What determine the degree of adaptation to a foreign market?

- cultural factors
- product liability
- usage factors
- Legal standards.

What are the expectations of customers today regarding the products and services that they
intend to buy? Consequently what are the challenges that brands must face? What are the
new ground rules for branding?

Section 2: pricing for international markets

In international markets, pricing decisions are much more complex because they affected by
a number of additional external factors such as fluctuations in exchange rates, accelerating
inflation in certain countries and the use of alternative payment methods such as leasing or
counter trade.

Many factors and problems contribute to making effective pricing management one of the
most difficult aspects of international marketing to achieve as well as the market factors
associated with pricing decisions in each country, it’s necessary to deal with the complexities
of financing deals based in different currencies and trying to maintain cross border consistency
of pricing.

Exercise: Objectives of a strategy of pricing?

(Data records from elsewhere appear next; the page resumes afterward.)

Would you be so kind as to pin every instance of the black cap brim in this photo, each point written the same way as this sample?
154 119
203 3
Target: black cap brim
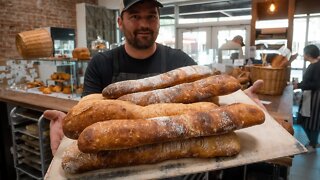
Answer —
132 2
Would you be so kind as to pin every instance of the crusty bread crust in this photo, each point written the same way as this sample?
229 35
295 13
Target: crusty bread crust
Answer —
124 134
75 161
94 109
196 91
171 78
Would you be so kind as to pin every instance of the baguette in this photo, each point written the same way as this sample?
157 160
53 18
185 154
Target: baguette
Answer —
124 134
94 109
75 161
171 78
187 92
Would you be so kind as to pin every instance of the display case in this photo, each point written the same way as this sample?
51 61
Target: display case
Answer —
62 78
31 143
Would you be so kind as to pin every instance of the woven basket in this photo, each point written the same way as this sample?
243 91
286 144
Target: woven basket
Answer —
275 79
34 44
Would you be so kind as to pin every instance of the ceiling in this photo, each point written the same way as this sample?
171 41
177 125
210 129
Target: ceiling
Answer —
197 8
204 9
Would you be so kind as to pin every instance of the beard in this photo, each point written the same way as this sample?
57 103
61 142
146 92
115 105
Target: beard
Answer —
139 42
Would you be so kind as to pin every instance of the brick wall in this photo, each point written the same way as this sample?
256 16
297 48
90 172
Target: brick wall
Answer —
20 15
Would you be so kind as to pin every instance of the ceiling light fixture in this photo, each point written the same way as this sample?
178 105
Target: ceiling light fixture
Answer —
272 8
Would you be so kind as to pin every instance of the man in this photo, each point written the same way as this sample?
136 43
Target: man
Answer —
235 44
139 57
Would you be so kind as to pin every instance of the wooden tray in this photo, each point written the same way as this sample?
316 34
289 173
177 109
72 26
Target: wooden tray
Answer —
258 143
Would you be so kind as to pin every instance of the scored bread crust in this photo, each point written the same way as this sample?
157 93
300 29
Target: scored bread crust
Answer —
170 78
196 91
124 134
95 109
75 161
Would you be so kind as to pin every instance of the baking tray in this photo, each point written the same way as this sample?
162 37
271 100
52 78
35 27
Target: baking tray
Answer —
258 143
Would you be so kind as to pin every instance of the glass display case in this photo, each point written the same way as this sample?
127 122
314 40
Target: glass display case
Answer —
62 78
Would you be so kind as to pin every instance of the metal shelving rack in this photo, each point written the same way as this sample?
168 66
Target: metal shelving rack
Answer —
31 143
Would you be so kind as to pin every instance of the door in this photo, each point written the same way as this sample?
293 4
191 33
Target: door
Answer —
202 43
197 43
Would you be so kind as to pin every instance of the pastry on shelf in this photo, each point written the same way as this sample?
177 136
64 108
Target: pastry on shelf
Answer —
66 90
65 76
81 53
57 88
46 90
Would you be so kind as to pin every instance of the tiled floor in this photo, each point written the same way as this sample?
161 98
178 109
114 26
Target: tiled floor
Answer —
305 166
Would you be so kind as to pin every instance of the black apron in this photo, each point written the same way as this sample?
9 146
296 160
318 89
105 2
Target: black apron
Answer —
121 76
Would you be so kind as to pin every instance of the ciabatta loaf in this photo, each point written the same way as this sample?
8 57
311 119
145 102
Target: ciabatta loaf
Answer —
124 134
196 91
171 78
93 109
75 161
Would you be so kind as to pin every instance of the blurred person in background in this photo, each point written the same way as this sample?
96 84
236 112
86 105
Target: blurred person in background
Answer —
310 103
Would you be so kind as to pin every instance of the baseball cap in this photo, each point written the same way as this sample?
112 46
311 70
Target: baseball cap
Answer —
240 38
126 4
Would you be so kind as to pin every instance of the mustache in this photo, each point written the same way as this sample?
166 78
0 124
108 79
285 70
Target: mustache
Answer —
144 30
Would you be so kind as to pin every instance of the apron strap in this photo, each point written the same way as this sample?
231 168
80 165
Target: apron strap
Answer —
163 56
115 54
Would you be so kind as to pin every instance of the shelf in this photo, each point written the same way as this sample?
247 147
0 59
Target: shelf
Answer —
30 171
22 130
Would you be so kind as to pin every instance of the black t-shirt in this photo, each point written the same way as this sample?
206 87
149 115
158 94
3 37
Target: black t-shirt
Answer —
311 78
100 70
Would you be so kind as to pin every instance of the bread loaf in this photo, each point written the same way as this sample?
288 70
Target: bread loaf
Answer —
94 109
81 53
123 134
171 78
187 92
74 161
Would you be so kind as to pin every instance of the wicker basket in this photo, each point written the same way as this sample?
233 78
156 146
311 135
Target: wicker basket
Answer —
34 44
275 79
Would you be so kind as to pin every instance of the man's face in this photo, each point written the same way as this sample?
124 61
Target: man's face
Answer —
140 25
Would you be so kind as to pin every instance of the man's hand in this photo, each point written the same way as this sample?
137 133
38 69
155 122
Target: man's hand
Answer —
56 132
251 92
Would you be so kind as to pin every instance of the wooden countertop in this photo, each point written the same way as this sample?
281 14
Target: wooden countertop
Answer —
281 105
35 101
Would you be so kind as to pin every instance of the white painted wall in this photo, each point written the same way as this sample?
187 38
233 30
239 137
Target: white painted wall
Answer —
114 4
81 25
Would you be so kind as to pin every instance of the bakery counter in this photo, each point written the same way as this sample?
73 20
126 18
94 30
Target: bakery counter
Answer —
280 106
35 101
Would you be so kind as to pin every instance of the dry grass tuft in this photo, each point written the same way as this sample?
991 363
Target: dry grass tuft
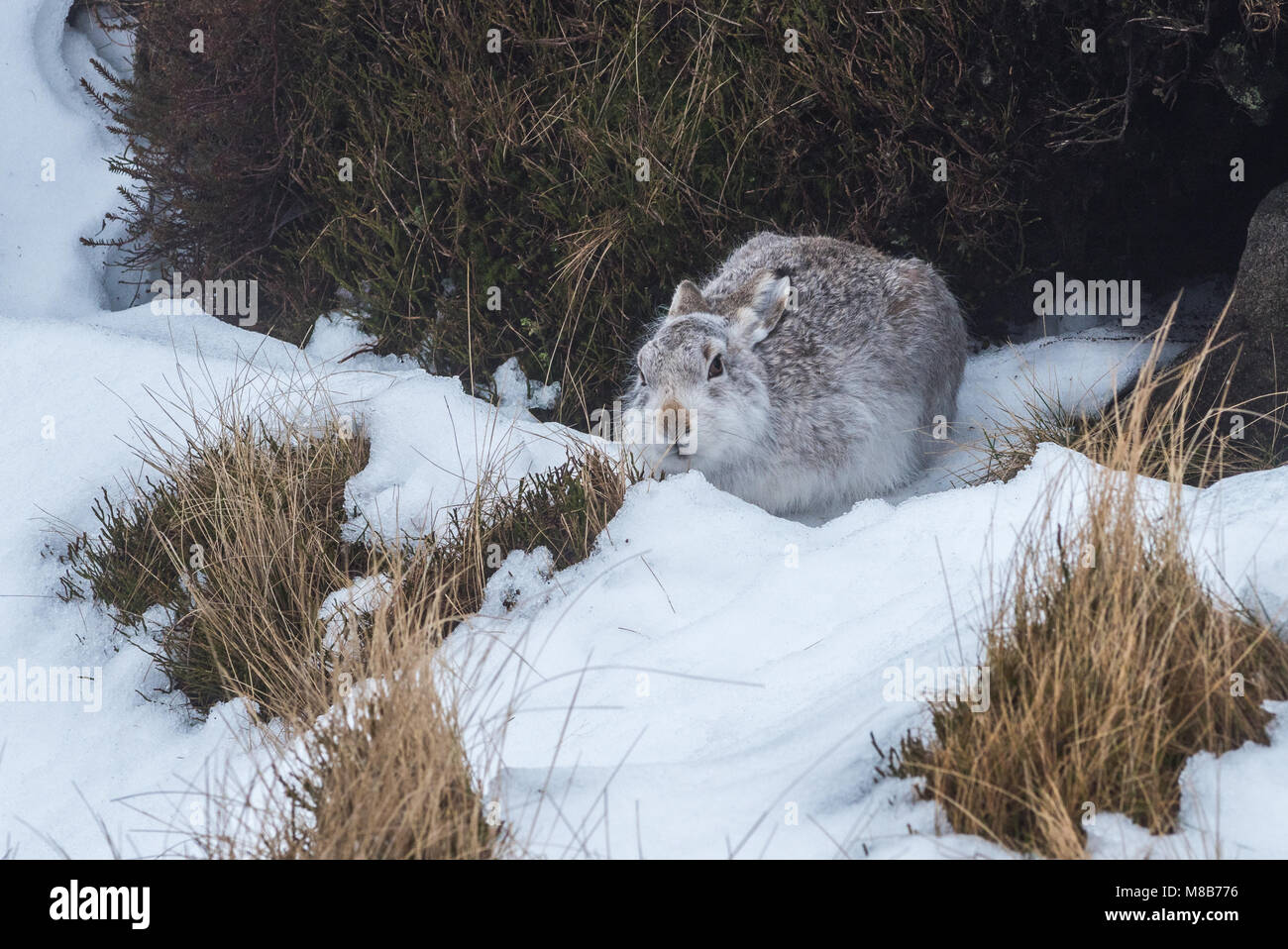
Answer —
220 570
1109 661
1157 428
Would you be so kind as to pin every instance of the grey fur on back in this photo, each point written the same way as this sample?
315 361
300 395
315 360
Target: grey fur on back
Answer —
815 407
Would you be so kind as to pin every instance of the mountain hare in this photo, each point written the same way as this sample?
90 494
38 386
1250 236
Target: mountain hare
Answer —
805 374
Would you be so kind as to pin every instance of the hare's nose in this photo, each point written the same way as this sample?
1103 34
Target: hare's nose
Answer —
675 420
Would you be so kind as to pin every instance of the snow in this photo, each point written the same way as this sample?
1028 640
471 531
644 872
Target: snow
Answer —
704 684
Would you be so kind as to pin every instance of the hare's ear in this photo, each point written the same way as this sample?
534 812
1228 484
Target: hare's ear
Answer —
688 299
767 304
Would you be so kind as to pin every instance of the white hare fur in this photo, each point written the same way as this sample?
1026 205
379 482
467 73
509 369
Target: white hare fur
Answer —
805 374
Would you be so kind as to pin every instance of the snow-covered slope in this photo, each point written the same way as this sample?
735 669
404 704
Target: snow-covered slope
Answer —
704 684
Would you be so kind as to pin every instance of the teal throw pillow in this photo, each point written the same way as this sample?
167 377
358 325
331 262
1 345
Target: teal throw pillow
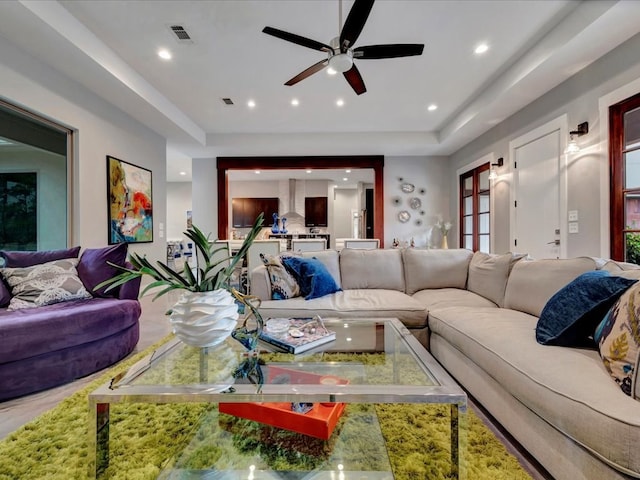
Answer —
572 314
313 277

- Rate of return: cost oriented companies set prices to achieve a specific level of return
on investment and they may quote the same exworks price for both domestic and
international market.
- Market stabilization: a firm may choose not to provoke retaliation from the leader of
the market so that market shares are not significantly changed.
- Demand-led pricing: prices are adjusted according to an assessment of demand so that
high prices are charged when demand is strong and low prices are charged when
demand is weak.
- Competition-led pricing: in commodity markets, such as coffee, iron, wheat, cotton,
corn, world market prices are established through continual interaction between
buyers and sellers selling outside the narrow bend of prices that have been mutually
agreed will either reduce sales or unnecessarily.
- Pricing to reflect product differentiations: individual products are used to emphasize
differences between products targeted at various market segments. For example car
makers charge prices for the top of the range models which are far higher than it’s
justified by the cost of the additional features which distinguish them from the basic
- Market skimming: the objective is to enter the market at high price and then to lower
the price regularly or even abandon the market.
- Market penetration: low prices can be used in order to rapidly increase sales and
market share discouraging competition at the same time.
- Early cash recovery: when a firm aims at generating cash rapidly, mechanisms such as
special offers, discounts, rigorous credit controls are used.
- Prevent new entry: low prices are establish on the market, this will indicate to potential
competitors that return will be low and price war will take place.

Setting the price is strategic in addition to this, a number of issues relate to the management
of transactions and particularly to the reduction of risk when trading in high risk countries.

What becomes quite clear, in international pricing is that there is a need not only to use pricing
for financial objectives but also as part of an integrated strategy along with other marketing
mix elements to respond positively to the opportunities and threats of foreign markets.